Author Name : R. D. Wakodikar, R. K. Parate

Copyright: @2025 | Pages: 34

DOI: 10.71443/9789349552425-12 Cite

Received: 29/01/2025 Accepted: 23/04/2025 Published: 26/06/2025

Abstract

The integration of edge intelligence within smart wearable systems has significantly transformed the landscape of real-time monitoring, health diagnostics, and context-aware automation.
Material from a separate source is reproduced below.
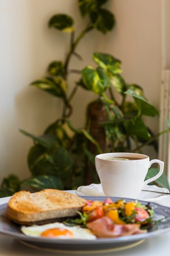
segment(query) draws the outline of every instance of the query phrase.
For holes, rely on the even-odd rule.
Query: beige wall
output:
[[[63,59],[68,45],[68,34],[48,28],[49,18],[67,13],[74,18],[79,31],[86,24],[77,2],[0,0],[0,181],[11,173],[22,179],[29,176],[26,156],[32,142],[19,129],[40,135],[59,116],[60,100],[29,83],[45,74],[50,61]],[[110,0],[107,7],[115,14],[115,29],[106,36],[97,31],[87,35],[77,49],[83,61],[74,58],[71,65],[79,68],[93,65],[95,51],[110,53],[122,61],[126,81],[142,86],[149,101],[159,108],[161,3],[160,0]],[[70,78],[71,88],[77,77]],[[72,121],[77,127],[83,125],[86,105],[93,97],[80,90],[74,99]],[[158,131],[158,118],[147,121]],[[151,158],[155,156],[146,152]]]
This book chapter presents a comprehensive exploration of microcontroller-based wearable architectures, emphasizing low-power processing, embedded intelligence, secure communication, and modular scalability. With the growing demand for continuous sensing, realtime data analytics, and reliable system autonomy, wearables are increasingly required to operate independently, efficiently, and securely in dynamic environments. Central to this evolution is the deployment of microcontrollers that support embedded AI inference, sensor fusion, adaptive power management, and secure wireless communication — all while adhering to stringent constraints of form factor, thermal dissipation, and battery longevity. The chapter discusses the co-design of hardware and firmware architectures that enable efficient data acquisition, preprocessing, and edge-level decision-making. Special attention is given to digital signal processing pipelines for sensor fusion, power-aware firmware techniques, and the design of secure wireless protocol stacks for encrypted data transmission, techniques for modular hardware design are examined to support scalability and application-specific customization across domains such as fitness tracking, healthcare monitoring, industrial safety, and human–machine interfaces. The synergy between real-time operating systems, heterogeneous sensor integration, and energy harvesting technologies is also explored to demonstrate how system resilience and operational longevity can be achieved in constrained environments. By leveraging case-driven architectural insights, this chapter contributes a forward-looking perspective on scalable, secure, and intelligent wearable designs.

Introduction

The evolution of wearable technology has transitioned from rudimentary fitness tracking devices to advanced, intelligent systems capable of real-time sensing, processing, and communication [1]. This progression has been catalyzed by rapid advancements in microelectronics, low-power embedded processing, and wireless communication technologies [2]. Wearable devices now play a critical role in domains such as personalized healthcare, industrial safety, sports performance analysis, and ambient assisted living [3]. The growing necessity for continuous and autonomous operation in diverse and resource-constrained environments has elevated the importance of edge computing within these devices. Unlike traditional systems reliant on cloud processing, edge-intelligent wearables execute computational tasks locally, reducing latency, preserving bandwidth, and enhancing data privacy [4]. Central to this capability is the embedded microcontroller, which integrates data acquisition, digital signal processing, decisionmaking, and secure data transfer in a compact, power-efficient form [5]. Edge intelligence in wearable systems demands architectural designs that can support real-time analytics while maintaining strict power and size constraints [6]. Microcontrollers serve as the backbone of such systems due to their configurability, interrupt-driven control mechanisms, and increasing support for embedded machine learning inference [7]. They enable deterministic execution of time-sensitive tasks such as biosignal monitoring, gait analysis, or fall detection, making them indispensable in latency-critical applications [8]. Concurrently, the integration of diverse sensors—ranging from accelerometers and gyroscopes to optical and bioelectrical sensors—necessitates the development of efficient sensor fusion algorithms [9]. These algorithms must be computationally optimized for execution within limited processing windows and memory footprints, without compromising the accuracy or robustness of contextual interpretation [10].